McLeod syndrome — The Kell metallo-endopeptidase (KEL) gene locus on chromosome 7q33 encodes the Kell blood group proteins, of which there are more than 25 antigens. The Kell blood group system is formed by two disulfide-linked proteins, Kell and Kx, which is encoded by X-linked Kx blood group (XK), telomeric to CYBB on chromosome Xp21. Patients with deletions in the X chromosome may have deletions in portions of both CYBB and XK (contiguous gene disorder) and thereby present with X-linked CGD and McLeod syndrome. McLeod syndrome causes acanthocytosis and low or absent expression of the erythrocyte blood group Kell antigens, Kell(-). This may result in anemia, elevated creatine phosphokinase, and late-onset peripheral and central nervous system manifestations. (See "Burr cells, acanthocytes, and target cells: Disorders of red blood cell membrane", section on 'Blood group abnormalities' and "Neuroacanthocytosis", section on 'Mcleod syndrome' and "Red blood cell antigens and antibodies", section on 'Kell blood group system'.)
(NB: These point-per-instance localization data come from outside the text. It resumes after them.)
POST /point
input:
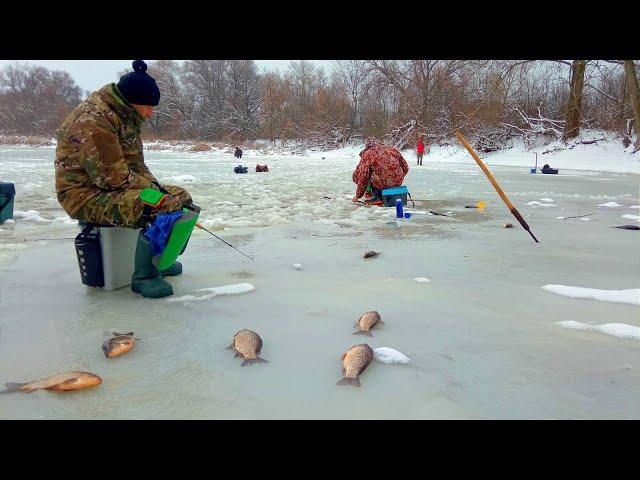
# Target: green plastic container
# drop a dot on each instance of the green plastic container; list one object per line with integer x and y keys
{"x": 180, "y": 232}
{"x": 7, "y": 194}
Special care has to be taken when transfusing patients with X-linked CGD/McLeod syndrome to avoid Kell(+) transfusions into these Kell(-) patients [107,108]. All X-linked CGD patients should be tested for Kell antigens. Those who test negative should have this noted on their medical record and wear medical identification jewelry stating that they must be given Kell(-) blood if they require a transfusion.

X-linked carriers — The X-linked carrier state for gp91phox is neither silent nor static. In affected females, lyonization (the inactivation of one or the other X chromosome in every cell) leads to two populations of phagocytes: one with normal respiratory burst function (positive dihydrorhodamine [DHR] 123 test) and the other with impaired respiratory burst activity [109]. Therefore, X-linked CGD carriers display a characteristic mosaic pattern on respiratory burst testing of peripheral blood cells as seen microscopically (nitroblue tetrazolium [NBT] test) or by flow cytometry (DHR test). (See 'Neutrophil function tests' below.)
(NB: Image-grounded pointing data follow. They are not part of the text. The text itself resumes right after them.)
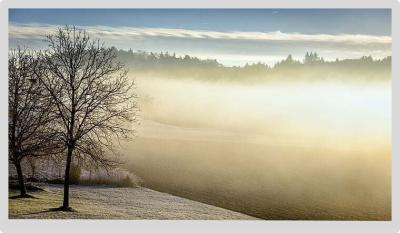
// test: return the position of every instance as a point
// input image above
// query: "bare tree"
(29, 113)
(94, 99)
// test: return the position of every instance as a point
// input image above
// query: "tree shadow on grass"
(58, 209)
(23, 196)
As few as 20 percent of cells having normal respiratory burst activity is sufficient to prevent most severe bacterial and fungal infections. Thus, most female carriers of X-linked gp91phox CGD variants are not compromised in their ability to handle infections. However, carriers with less than 20 percent of normal oxidase activity due to skewed X-chromosome lyonization may present with the phenotype of mild to severe CGD [110-113]. In a large series of X-linked carriers, those with <20 percent DHR+ cells had serious infectious complications, while all carriers, regardless of percent DHR+ cells, had increased rates of inflammatory and autoimmune complications [114]. In addition, progressive skewing of X-chromosome inactivation with age in previously healthy carriers of gp91phox null variants can lead to late-onset manifestations of CGD [115]. Females may have other manifestations of heterozygous carriage of X-linked CGD variants, including discoid lupus erythematosus, aphthous ulcers, chorioretinal lesions, and photosensitivity [116,117], which are not dependent upon the degree of lyonization but appear to correlate with lyonization per se [118].

LABORATORY FINDINGS — Certain abnormalities in routine laboratory tests are associated with the disease, although these are not required for diagnosis:

Hypergammaglobulinemia, possibly due to chronic inflammation

Low numbers of circulating memory B cells [119]

CD4 T cell lymphocytopenia, which may be marked, but does not correlate with infection risk nor predispose to T cell-dependent pathogens [120]

Anemia of chronic disease

Elevated erythrocyte sedimentation rate (ESR) and C-reactive protein (CRP), usually in the presence of infection

Hypoalbuminemia, found in 70 percent of patients with gastrointestinal involvement and 25 percent without gastrointestinal manifestations [1]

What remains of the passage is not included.